Sapphirine and fluid inclusions in Tel Thanoun mantle xenoliths,Syria

• This paper focus on new sapphirine data in Syria mantle xenoliths.
• Both sapphirine and CO2inclusions high density have comparable P-T conditions.
• Sapphirine might be formed in the garnet peridotite field (Cretaceous volcanism).
• Sapphirine has be reequilibrated in the spinel peridotite field (recent volcanism).
• Volcanism evolution implicate lithosphere thinning and cooling then rising.

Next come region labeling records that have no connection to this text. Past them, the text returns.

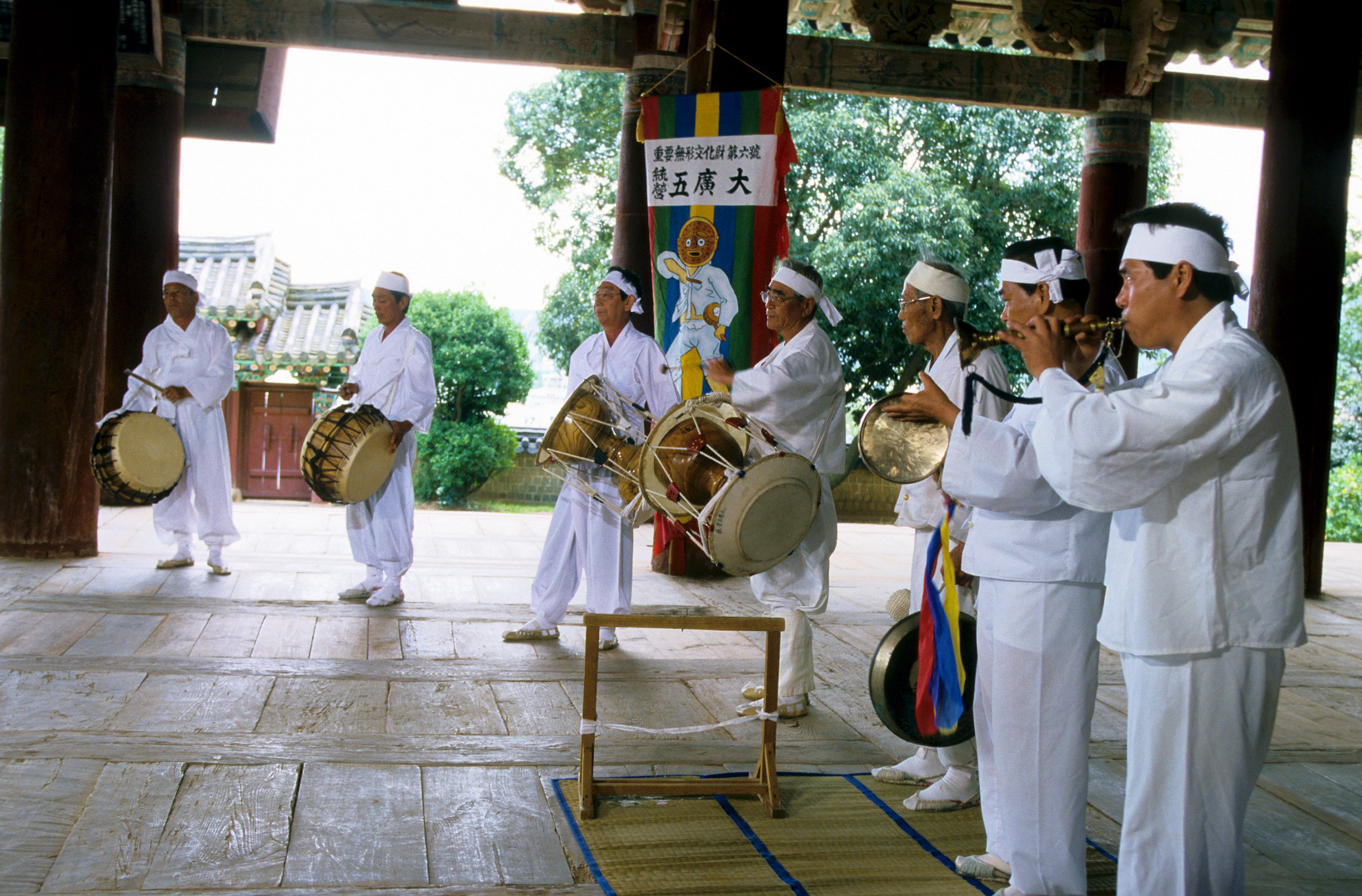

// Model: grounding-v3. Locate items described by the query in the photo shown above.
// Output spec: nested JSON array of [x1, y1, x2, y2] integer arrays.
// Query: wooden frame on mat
[[577, 613, 785, 818]]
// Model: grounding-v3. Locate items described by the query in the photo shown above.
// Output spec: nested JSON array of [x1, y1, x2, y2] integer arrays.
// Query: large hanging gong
[[871, 613, 979, 746]]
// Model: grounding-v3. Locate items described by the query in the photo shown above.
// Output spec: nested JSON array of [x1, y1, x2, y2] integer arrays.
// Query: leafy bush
[[1324, 456, 1362, 542], [414, 418, 516, 506]]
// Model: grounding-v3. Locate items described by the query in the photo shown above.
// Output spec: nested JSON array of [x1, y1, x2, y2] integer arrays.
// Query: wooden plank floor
[[0, 501, 1362, 896]]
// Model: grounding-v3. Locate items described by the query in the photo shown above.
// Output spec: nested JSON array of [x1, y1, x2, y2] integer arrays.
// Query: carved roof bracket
[[1125, 0, 1239, 97], [851, 0, 952, 46], [1012, 0, 1116, 56]]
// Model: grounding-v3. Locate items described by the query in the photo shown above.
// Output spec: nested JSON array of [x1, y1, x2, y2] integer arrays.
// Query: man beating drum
[[704, 258, 846, 719], [105, 271, 241, 576], [339, 271, 437, 607], [501, 267, 677, 650]]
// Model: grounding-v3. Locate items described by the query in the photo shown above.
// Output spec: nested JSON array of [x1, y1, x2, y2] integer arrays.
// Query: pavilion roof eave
[[181, 0, 1362, 133]]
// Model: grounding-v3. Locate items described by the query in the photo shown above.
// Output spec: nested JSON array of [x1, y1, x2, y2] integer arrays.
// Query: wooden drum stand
[[577, 613, 785, 818]]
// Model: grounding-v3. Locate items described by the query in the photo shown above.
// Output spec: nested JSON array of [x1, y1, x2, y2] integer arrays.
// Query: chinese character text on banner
[[639, 89, 795, 399]]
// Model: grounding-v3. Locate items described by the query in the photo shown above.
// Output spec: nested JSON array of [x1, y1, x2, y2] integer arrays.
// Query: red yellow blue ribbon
[[915, 499, 964, 735]]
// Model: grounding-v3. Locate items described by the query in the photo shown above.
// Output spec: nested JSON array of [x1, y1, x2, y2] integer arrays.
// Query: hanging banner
[[639, 89, 797, 399]]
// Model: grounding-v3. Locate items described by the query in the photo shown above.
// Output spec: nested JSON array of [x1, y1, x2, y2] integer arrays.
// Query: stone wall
[[469, 453, 899, 523]]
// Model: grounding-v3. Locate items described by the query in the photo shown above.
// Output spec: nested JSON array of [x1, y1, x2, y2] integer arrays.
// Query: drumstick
[[662, 258, 700, 283], [124, 370, 166, 395]]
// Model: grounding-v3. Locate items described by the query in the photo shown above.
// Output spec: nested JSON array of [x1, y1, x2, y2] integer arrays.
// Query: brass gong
[[856, 392, 950, 483], [871, 613, 979, 746]]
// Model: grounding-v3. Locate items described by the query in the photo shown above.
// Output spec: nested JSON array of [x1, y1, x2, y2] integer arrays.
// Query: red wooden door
[[241, 382, 312, 501]]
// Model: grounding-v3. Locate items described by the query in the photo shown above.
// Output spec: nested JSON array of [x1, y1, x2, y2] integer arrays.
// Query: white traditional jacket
[[941, 356, 1125, 584], [733, 320, 847, 475], [1033, 303, 1305, 657], [568, 324, 677, 433], [123, 314, 236, 419], [348, 317, 438, 433], [893, 332, 1008, 542]]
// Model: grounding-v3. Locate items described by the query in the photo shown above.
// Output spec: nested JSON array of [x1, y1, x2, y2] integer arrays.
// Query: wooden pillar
[[103, 15, 184, 413], [0, 0, 118, 557], [685, 0, 790, 94], [1077, 95, 1150, 376], [1249, 0, 1362, 593], [610, 15, 685, 336]]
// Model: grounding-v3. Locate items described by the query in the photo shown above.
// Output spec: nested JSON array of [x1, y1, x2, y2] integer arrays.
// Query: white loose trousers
[[974, 579, 1102, 896], [530, 471, 633, 625], [1117, 647, 1285, 896], [752, 474, 838, 697], [345, 432, 417, 580]]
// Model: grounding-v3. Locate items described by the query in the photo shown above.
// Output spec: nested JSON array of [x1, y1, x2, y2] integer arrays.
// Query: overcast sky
[[180, 23, 1329, 321]]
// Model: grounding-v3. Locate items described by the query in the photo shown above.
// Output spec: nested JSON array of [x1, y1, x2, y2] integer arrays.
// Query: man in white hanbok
[[1008, 203, 1305, 896], [704, 258, 846, 717], [113, 271, 241, 576], [341, 271, 438, 607], [501, 267, 677, 650], [873, 261, 1008, 812], [885, 237, 1125, 896]]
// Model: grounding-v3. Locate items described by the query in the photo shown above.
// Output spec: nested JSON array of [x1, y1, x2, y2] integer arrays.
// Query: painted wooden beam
[[181, 0, 1362, 133], [180, 0, 635, 71]]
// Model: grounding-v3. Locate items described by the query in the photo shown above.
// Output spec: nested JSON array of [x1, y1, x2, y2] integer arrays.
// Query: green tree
[[395, 291, 534, 506], [497, 71, 624, 370], [503, 63, 1174, 409]]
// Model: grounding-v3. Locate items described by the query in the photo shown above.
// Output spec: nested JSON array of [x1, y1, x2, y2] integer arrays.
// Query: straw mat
[[555, 773, 1116, 896]]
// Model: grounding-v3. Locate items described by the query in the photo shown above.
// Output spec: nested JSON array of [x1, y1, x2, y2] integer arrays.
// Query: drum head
[[637, 394, 752, 523], [298, 404, 395, 504], [534, 375, 615, 466], [857, 392, 950, 483], [871, 613, 979, 746], [700, 455, 823, 576], [339, 421, 398, 504], [111, 411, 184, 493]]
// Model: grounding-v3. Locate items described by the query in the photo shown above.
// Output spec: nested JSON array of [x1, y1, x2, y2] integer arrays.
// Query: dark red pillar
[[0, 0, 118, 557], [1249, 0, 1362, 593], [1077, 97, 1150, 376], [103, 15, 184, 411], [610, 15, 685, 336]]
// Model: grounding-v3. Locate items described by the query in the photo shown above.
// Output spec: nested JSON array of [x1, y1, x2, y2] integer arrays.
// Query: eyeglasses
[[761, 289, 804, 305]]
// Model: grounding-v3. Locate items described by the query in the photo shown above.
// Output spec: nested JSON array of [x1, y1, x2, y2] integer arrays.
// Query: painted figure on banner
[[657, 217, 738, 397]]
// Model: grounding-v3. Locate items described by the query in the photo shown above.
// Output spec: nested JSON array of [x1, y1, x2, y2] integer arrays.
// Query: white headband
[[373, 271, 412, 295], [1121, 223, 1249, 295], [998, 249, 1088, 305], [903, 261, 970, 305], [771, 266, 842, 327], [601, 271, 643, 314], [161, 271, 199, 293]]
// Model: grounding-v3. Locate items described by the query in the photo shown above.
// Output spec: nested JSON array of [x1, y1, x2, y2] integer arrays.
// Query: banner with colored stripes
[[639, 89, 797, 399]]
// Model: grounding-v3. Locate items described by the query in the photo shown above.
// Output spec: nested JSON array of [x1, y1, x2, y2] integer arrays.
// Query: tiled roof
[[245, 280, 373, 375], [180, 234, 373, 380], [180, 234, 290, 323]]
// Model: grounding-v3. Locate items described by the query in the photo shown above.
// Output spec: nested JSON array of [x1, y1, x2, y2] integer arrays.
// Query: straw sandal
[[903, 794, 979, 812], [955, 852, 1012, 884], [501, 625, 558, 641]]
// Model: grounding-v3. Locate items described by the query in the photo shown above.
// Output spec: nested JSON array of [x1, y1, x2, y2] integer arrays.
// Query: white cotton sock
[[918, 765, 979, 802], [893, 746, 945, 778]]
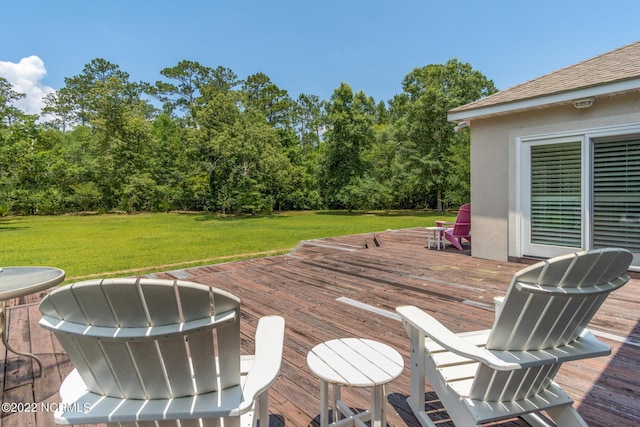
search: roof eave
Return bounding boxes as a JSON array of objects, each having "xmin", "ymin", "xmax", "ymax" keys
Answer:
[{"xmin": 447, "ymin": 77, "xmax": 640, "ymax": 122}]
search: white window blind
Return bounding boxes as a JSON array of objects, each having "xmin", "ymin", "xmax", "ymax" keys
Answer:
[
  {"xmin": 531, "ymin": 141, "xmax": 582, "ymax": 248},
  {"xmin": 592, "ymin": 136, "xmax": 640, "ymax": 253}
]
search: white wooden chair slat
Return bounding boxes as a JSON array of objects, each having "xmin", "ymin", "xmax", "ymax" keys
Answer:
[
  {"xmin": 396, "ymin": 249, "xmax": 633, "ymax": 427},
  {"xmin": 217, "ymin": 322, "xmax": 240, "ymax": 389},
  {"xmin": 41, "ymin": 311, "xmax": 236, "ymax": 341},
  {"xmin": 98, "ymin": 341, "xmax": 151, "ymax": 399},
  {"xmin": 187, "ymin": 330, "xmax": 218, "ymax": 394},
  {"xmin": 138, "ymin": 280, "xmax": 183, "ymax": 326},
  {"xmin": 40, "ymin": 279, "xmax": 284, "ymax": 427},
  {"xmin": 129, "ymin": 341, "xmax": 171, "ymax": 398}
]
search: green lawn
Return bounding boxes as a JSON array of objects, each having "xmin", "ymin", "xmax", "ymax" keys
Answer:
[{"xmin": 0, "ymin": 211, "xmax": 455, "ymax": 281}]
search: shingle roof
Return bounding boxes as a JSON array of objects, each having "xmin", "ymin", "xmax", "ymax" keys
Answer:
[{"xmin": 449, "ymin": 41, "xmax": 640, "ymax": 114}]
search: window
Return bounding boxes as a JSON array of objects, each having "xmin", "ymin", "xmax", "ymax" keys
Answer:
[
  {"xmin": 517, "ymin": 124, "xmax": 640, "ymax": 268},
  {"xmin": 592, "ymin": 136, "xmax": 640, "ymax": 253},
  {"xmin": 531, "ymin": 141, "xmax": 582, "ymax": 248}
]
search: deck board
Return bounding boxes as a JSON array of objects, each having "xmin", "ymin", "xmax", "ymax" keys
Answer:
[{"xmin": 0, "ymin": 229, "xmax": 640, "ymax": 427}]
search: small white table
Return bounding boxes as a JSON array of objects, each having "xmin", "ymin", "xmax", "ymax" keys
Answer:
[
  {"xmin": 426, "ymin": 227, "xmax": 447, "ymax": 250},
  {"xmin": 0, "ymin": 267, "xmax": 64, "ymax": 377},
  {"xmin": 307, "ymin": 338, "xmax": 404, "ymax": 427}
]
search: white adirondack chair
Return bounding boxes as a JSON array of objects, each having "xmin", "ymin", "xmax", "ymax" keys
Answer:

Volcanoes along the Syrian rift, which extend a distance of about 1000 km, brought to the surface mantle xenoliths within erupted basalts, during multiples periods of volcanic activity. Xenoliths in early Cretaceous volcanoes originate in the garnet peridotite field of the subcontinental mantle, whereas those in recent Cenozoic volcanoes, the prime object of this study, are issued from shallower levels (spinel peridotite field). The recent discovery of sapphirine-bearing websterite in Tel Thanoun, a small volcanic diatreme inside the larger Quaternary volcanic field (Djebel Al Arab), allows us to estimate the P-T evolution and fluid–rock interaction at the volcanic source. Harzburgites and lherzolites are equilibrated at a temperature of about 1000 °C at a depth of 35–40 km. Sapphirine appears to have formed during cooling, at depth at a temperature of about 900 °C, at a time where spinel exsolution occurred in harzburgite and lherzolite pyroxenes. This occurred in the presence of a high-density pure CO2 fluid phase, still present in primary fluid inclusions. The highly-aluminous sapphirine-bearing protolith might be former garnet websterite (possibly uplifted during cretaceous magmatism), which resided and cooled in the spinel peridotite stability field, and was then dragged and brought to the surface by quaternary basalts.